Alex Mackall joined the Cyclones in spring 2018 after becoming the odd man out at Rutgers when Nick Suriano transferred out of Penn State to Rutgers. 

“I think Mackall’s the guy that’s kind of separating himself right now,” said assistant coach Brent Metcalf. “He’s a guy with a super high motor. A guy that has the right mentality, that wants to continue to build his lead and score lots of points.

“We had [Austin] Gomez [at 133-pounds], and then you add him in there. You put those two together and the fur just flies.”

If Iowa State maintains its health, the lower weights could anchor the dual lineup. Last season, the revolving door at 125 was followed by 133-pounds — a weight that mostly featured Markus Simmons, who transferred after the season.

After 133, Iowa State found inconsistent results at 141, too. After Kanen Storr’s midseason transfer, the Cyclones bumped Ian Parker up a weight. Parker had a successful first weekend at 141, but injured his knee, hampering him for the rest of the season.

This year, the new-look Cyclones hope to jump out strong in duals, featuring Mackall at 125, Austin Gomez — the No. 11 recruit of his class — at 133 and Parker or Ryan Leisure at 141 with NCAA qualifier Jarrett Degen looming.

Kicking the string of talent off is Mackall — a talented but unproven athlete.

Despite limited mat time at the Division I level, Mackall presents an impressive resume.

In 2014, the Walsh Jesuit (Ohio) 120-pound Mackall battled Hilton High School’s (New York) Yianni Diakomihalis. 

Mackall knocked off Diakomihalis, and the two competitors took different paths in college.

Diakomihalis moved onto Cornell University, and Mackall ended up at Rutgers. This spring, Mackall transferred to Iowa State.

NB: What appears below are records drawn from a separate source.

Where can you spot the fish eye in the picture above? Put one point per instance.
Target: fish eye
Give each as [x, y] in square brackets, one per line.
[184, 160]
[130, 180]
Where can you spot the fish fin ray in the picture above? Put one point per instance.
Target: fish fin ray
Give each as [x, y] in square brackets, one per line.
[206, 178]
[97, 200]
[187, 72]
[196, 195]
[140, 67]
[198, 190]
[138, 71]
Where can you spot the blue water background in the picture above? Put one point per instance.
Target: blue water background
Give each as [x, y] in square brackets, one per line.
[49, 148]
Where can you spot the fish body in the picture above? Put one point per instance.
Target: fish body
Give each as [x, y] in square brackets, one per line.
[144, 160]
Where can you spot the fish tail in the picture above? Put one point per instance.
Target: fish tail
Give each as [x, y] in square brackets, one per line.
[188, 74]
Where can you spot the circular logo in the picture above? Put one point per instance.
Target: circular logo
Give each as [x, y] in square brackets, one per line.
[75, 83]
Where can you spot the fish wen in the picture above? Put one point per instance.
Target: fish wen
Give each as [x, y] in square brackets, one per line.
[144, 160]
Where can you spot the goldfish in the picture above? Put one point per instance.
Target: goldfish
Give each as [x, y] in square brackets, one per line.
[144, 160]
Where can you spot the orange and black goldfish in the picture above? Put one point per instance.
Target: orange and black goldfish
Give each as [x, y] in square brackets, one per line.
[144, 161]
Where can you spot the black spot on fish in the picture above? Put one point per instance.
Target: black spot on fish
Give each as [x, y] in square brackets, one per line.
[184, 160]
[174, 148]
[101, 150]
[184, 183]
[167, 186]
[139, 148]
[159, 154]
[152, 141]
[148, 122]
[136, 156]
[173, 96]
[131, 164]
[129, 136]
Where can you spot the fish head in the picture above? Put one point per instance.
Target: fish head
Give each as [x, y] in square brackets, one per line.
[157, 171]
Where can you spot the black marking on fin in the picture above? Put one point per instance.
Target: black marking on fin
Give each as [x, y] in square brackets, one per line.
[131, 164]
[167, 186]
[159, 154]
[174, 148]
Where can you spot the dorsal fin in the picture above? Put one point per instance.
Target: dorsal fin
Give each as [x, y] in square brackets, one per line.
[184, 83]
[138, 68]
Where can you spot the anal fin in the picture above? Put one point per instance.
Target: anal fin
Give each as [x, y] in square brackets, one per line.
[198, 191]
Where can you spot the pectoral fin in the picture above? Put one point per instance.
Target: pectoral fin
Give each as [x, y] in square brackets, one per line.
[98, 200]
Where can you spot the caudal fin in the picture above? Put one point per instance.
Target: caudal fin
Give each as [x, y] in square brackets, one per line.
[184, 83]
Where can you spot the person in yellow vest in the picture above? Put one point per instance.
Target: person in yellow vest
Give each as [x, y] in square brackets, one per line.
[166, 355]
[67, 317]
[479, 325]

“The tradition of [Iowa State] is obviously second to none — one of the best schools traditionally in the country,” Mackall said about his decision to join Iowa State. “I believe in what the coaches’ vision for the program is, and I think were close to everything we need to bring this school back to where it should be.”

Meanwhile, Diakomihalis competed for an NCAA Championship and capped off March, with a first-place finish in Cleveland at 141-pounds, overcoming a torn ACL on the way.

Along with the signature high school win, Mackall tacked on a state title and a runner-up finish, garnering the No. 71 ranking by Intermat.

Now, the 125-pounder seeks success in Ames, Iowa. He also improves others inside the Harold Nichols Wrestling Room.

With a string of defections, Kevin Dresser leaned on Jakob Allison — who sat out most the season due to injury — and Sinjin Briggs at 125.

“Iron sharpens iron,” Allison said about training with Mackall. “I’m out here pushing him; he’s out here pushing me just by us being in the same room.”

Allison said Mackall’s ability to wrestle on his feet and use his strength as a weapon. 

While he didn’t contribute to any duals for Iowa State or Rutgers last season, Mackall still performed in the 2017-18 season, wrestling unattached in three tournaments.

Mackall found mixed results. The Ohio native stacked up a 7-4 record. He experimented with 133-pounds at the Journeymen Classic and the Black Knight Invitational.

At the Journeymen Classic, Mackall added a win over Garrett Clifford from American University and two losses from Lehigh’s Nick Farro and Jamel Morris of North Carolina State.

At the Black Knight Invitational, Mackall went two-for-two, including a win over Rutgers’ Kyle DiNapoli. The losses came via Bloomsburg’s Andy Schutz and Army’s Lane Peters.

He capped off his season, rattling off four wins at the Sioux City Dave Edmonds Open in February at 125-pounds.

Despite a quiet season last year, the potential and high school accolades are there for Mackall, and Dresser realizes it.

“The best part [of the 125-pound weight] was we got a transfer midsemester last year from Rutgers in Alex Mackall, who was an Ohio prep and did really well in Ohio,” Dresser said. “He’s established himself as a leader right there, and he’s had a really great experience since he’s been here.”